Trata-se duma intriga de acção e de revelação, ao mesmo tempo. O cego Bartimeu reconhece o Cristo com as palavras: «Filho de Davi, Jesus, tem compaixão de mim!». No final do relato encontramos a acção de Jesus: 52Jesus lhe disse: «Vai, a tua fé te salvou». No mesmo instante ele recuperou a vista e seguia-o no caminho.

As personagens

Logo ao princípio do relato aparecem os discípulos e uma grande multidão, e, mais a frente, “muitos”; todos eles constituem personagens colectivos. Os personagens individuais, por outro lado, são: Bartimeu e Jesus. Estes são os protagonistas, enquanto os colectivos são secundários. Os “muitos”, por exemplo, são personagens planos, pois se reduzem ao único traço de reprovação perante o comportamento do cego. Bartimeu, pelo contrário, é redondo: no v. 46 ele aparece sentado e mendigando, mas depois dá-se uma evolução e, no v. 50 deixa o pouco que tinha, a sua capa, e, levantando-se, vai até Jesus.

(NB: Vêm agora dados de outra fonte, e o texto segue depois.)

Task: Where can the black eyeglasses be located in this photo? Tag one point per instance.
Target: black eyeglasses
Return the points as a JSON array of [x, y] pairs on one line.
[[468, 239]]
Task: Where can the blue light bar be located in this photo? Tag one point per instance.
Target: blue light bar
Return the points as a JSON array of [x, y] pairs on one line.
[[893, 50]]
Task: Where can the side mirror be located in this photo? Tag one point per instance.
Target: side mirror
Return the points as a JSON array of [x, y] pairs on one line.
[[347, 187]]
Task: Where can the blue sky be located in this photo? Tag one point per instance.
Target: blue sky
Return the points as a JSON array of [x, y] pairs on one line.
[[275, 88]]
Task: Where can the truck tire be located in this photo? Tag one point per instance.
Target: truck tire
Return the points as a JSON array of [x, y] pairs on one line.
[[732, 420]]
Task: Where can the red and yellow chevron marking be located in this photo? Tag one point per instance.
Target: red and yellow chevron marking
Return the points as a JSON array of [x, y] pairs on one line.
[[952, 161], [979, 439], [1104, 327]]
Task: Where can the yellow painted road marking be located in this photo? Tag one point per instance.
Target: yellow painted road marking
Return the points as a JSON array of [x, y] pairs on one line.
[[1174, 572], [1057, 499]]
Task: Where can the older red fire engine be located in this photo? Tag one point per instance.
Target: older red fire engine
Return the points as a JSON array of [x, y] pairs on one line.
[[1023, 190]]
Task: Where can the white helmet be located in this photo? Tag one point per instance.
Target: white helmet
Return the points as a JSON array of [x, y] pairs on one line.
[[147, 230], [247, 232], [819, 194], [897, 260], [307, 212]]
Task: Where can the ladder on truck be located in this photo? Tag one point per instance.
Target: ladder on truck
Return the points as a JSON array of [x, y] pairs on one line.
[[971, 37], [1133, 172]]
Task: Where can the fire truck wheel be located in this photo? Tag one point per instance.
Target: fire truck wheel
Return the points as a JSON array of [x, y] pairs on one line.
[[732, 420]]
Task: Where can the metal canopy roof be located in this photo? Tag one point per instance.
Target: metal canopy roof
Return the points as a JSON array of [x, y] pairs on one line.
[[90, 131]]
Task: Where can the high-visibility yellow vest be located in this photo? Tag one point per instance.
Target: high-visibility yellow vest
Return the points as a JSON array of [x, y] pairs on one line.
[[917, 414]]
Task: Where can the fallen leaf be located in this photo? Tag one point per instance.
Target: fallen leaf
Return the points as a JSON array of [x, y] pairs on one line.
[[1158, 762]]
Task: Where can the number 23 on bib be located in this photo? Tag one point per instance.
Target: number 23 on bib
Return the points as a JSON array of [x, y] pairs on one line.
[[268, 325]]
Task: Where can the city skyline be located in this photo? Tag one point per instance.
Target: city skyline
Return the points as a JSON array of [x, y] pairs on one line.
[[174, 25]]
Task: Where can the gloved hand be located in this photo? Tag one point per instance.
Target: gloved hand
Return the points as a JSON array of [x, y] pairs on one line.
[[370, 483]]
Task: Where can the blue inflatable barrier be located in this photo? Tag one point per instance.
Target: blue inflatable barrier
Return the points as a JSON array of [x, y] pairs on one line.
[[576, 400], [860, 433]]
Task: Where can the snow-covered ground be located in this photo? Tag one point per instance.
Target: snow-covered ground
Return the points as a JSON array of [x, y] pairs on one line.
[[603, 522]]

No v. 52, finalmente, Bartimeu recupera a vista e segue Jesus no caminho. Jesus também é apresentado como personagem redondo, pois num primeiro momento parece não dar ouvido à súplica do cego, mas depois acaba por escutar e curar Bartimeu.
Na primeira parte Bartimeu é o emissor da sua súplica, sendo Jesus o destinatário. Depois Jesus passa a ser emissário, primeiro respeito aos discípulos e depois falando a Bartimeu. Os discípulos também, por sua vez, tornam-se emissários, chamando o cego, e são adjuvantes de Jesus. A multidão, pelo contrário, ocupa o papel de oponente. Bartimeu é sujeito, por um lado, mas também objecto da acção transformadora, cujo sujeito é Jesus.
O narrador constrói os personagens através o seu agir (showing).
A passagem de Jesus provoca uma transformação na vida de Bartimeu, que o levanta da sua miséria. Mas isto acontece em dois momentos: primeiro o cego grita a Jesus, permanecendo sentado; só depois de ter sido chamado pelos discípulos ele se levanta, deixando a sua capa. Bartimeu corta, assim, radicalmente com o seu passado de mendigo. Ele é claramente um personagem simpático, como os discípulos, enquanto os que repreendem o cego tornam-se antipáticos.
O v. 46 caracteriza-se por uma focalização externa, excepto o grau zero “filho de Timeu”. Todo o resto do relato só tem uma focalização externa e não aparece nenhuma focalização interna.

Enquadramento

Temporal. A cronologia tem um valor simplesmente factual. No v. 52 aparece um traço típico de Marcos, quando diz: “No mesmo instante”, pois ele é o evangelista da aceleração.
Espacial. Este aspecto é central neste relato. No v. 46 encontramos o dado espacial de Jericó, que se inscreve num esquema político: “ao sair de Jericó” indica que Jesus está perto de Jerusalém, onde será glorificado. Também as duas referências ao “caminho” são fundamentais, pois este relato faz parte da sequência chamada “do caminho”, em que o evangelista sublinha que Jesus está a caminho de Jerusalém.

A temporalidade

O relato desenvolve-se em cenas, mas acaba com um sumário: «No mesmo instante ele recuperou a vista e seguia-o no caminho».